Tolbert: AG Says Salary Commission Must Propose Changes In 90 Days Or Face Limits

by Jason Tolbert ([email protected]) 79 views 

As I reported last week, Sen. Jon Woods asked the Attorney General for an opinion on the timetable for the newly formed salary commission to make recommendations. Woods asked, “Must the Independent Citizens Commission provide the proposed adjustments in salary levels for all relevant elected officials in the ‘initial review’ or may the Commission issue a fact-finding report as the initial review and make decisions on future salaries at a later date?”

AG Dustin McDaniel responded on Monday with an opinion that basically says the commission must either make the recommendation during this initial review period or else it will be subject to the 15% limitation upward or downward as it does in all subsequent years. Writes McDaniel…

“This question cannot be answered with a simple ‘yes’ or ‘no,’ but instead must be conditional. Nothing in Amendment 94 requires the Commission to ever make adjustments. But if the Commission does not propose a salary adjustment by the conclusion of the 90-day initial review, then Amendment 94 provides (1) that the existing salaries continue in force, and (2) that any subsequent proposed adjustment will be subject to a 15% cap. Therefore, if (as you say) the Commission decides to ‘make decisions on future salaries at a later date,’ the Commission will be limited by the 15% cap.”

McDaniel further clarifies that “If the Commission wants to adjust salaries and have that adjustment be free of the 15% cap, then the Commission must propose its adjustment(s) during the 90-day initial review period.”
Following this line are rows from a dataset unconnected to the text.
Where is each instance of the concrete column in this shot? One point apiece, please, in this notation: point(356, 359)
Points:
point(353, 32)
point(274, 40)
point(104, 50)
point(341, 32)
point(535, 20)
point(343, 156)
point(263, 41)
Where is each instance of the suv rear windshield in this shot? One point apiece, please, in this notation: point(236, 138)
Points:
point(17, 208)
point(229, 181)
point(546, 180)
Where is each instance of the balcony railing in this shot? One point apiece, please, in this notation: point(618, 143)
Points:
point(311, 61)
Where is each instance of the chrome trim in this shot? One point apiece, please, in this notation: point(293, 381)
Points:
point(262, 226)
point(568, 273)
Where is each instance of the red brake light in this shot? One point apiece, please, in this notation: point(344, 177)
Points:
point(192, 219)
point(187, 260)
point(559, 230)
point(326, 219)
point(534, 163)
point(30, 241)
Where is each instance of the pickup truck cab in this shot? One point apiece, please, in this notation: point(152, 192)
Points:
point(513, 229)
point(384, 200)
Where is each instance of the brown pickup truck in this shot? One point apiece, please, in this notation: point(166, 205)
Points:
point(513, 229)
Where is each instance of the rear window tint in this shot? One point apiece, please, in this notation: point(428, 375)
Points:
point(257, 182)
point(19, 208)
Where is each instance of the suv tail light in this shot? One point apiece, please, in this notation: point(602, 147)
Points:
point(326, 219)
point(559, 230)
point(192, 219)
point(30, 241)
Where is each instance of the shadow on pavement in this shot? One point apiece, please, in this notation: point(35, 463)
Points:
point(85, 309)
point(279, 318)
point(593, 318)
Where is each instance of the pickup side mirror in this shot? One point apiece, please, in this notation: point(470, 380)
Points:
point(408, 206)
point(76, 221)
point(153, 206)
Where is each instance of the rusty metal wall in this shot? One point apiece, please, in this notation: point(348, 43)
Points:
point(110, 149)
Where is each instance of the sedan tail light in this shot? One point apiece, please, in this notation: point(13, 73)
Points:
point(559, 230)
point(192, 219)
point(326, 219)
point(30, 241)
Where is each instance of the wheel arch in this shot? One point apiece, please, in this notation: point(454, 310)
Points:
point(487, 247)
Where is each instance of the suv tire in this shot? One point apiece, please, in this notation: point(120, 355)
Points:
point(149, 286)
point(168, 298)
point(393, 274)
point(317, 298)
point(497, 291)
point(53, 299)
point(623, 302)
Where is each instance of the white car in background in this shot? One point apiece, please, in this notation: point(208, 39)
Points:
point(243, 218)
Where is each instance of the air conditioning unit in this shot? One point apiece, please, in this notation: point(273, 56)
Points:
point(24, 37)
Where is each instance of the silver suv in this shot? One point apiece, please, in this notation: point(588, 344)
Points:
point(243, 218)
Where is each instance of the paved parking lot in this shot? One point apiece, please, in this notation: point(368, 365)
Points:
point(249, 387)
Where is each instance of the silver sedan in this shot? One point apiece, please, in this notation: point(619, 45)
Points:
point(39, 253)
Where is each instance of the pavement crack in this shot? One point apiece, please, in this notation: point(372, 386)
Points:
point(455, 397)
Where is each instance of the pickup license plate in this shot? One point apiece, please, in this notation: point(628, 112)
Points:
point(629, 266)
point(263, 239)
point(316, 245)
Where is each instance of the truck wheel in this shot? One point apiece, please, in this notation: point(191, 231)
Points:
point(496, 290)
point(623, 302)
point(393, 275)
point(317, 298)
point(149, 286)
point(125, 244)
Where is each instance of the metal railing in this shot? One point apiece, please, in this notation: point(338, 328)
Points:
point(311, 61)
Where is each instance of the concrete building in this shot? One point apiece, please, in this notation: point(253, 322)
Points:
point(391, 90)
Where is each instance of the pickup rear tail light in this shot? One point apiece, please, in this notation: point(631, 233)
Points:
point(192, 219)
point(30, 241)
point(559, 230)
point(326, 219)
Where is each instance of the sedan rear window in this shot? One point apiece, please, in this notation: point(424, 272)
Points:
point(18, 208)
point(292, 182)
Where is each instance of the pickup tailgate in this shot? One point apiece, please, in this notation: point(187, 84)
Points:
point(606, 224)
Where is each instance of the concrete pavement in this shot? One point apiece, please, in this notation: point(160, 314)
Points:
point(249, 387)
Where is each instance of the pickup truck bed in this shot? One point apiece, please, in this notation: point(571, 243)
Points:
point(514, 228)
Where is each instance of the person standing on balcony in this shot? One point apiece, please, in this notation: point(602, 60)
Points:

This 90-day window will end on February 3, 2015, which is about four weeks from today. That means that the Commission will have to pick up the pace to get these proposals completed in that time frame.  In their first meeting, this was not completely clear and the Commission discussed primarily focusing on a review during the initial 90-day period with subsequent proposals coming much later – perhaps as long as six months to a year from now.

It appears from my reading of the opinion that this means the Commission has to “propose” the increases by February 3, but that they may consider public comments following this.

Although this time table sounds quick, it is similar to the timetable other salary commissions have used.

In Oregon for example, the salary commission – the Public Officials Compensation Commission – was created in 2008. They began meeting July 9 and had their proposal ready by September 4. After a public comment period, they voted to finalize their proposal on October 30.  Their website has a pretty good template complete with meeting agendas and minutes for our new salary commission to study. The Oregon final recommendations can be seen here.

Our salary commission plans to meet again on Wednesday, January 5 and fortunately they plan to live-stream this meeting.  It will be interesting to watch how this AG opinion changes the discussion.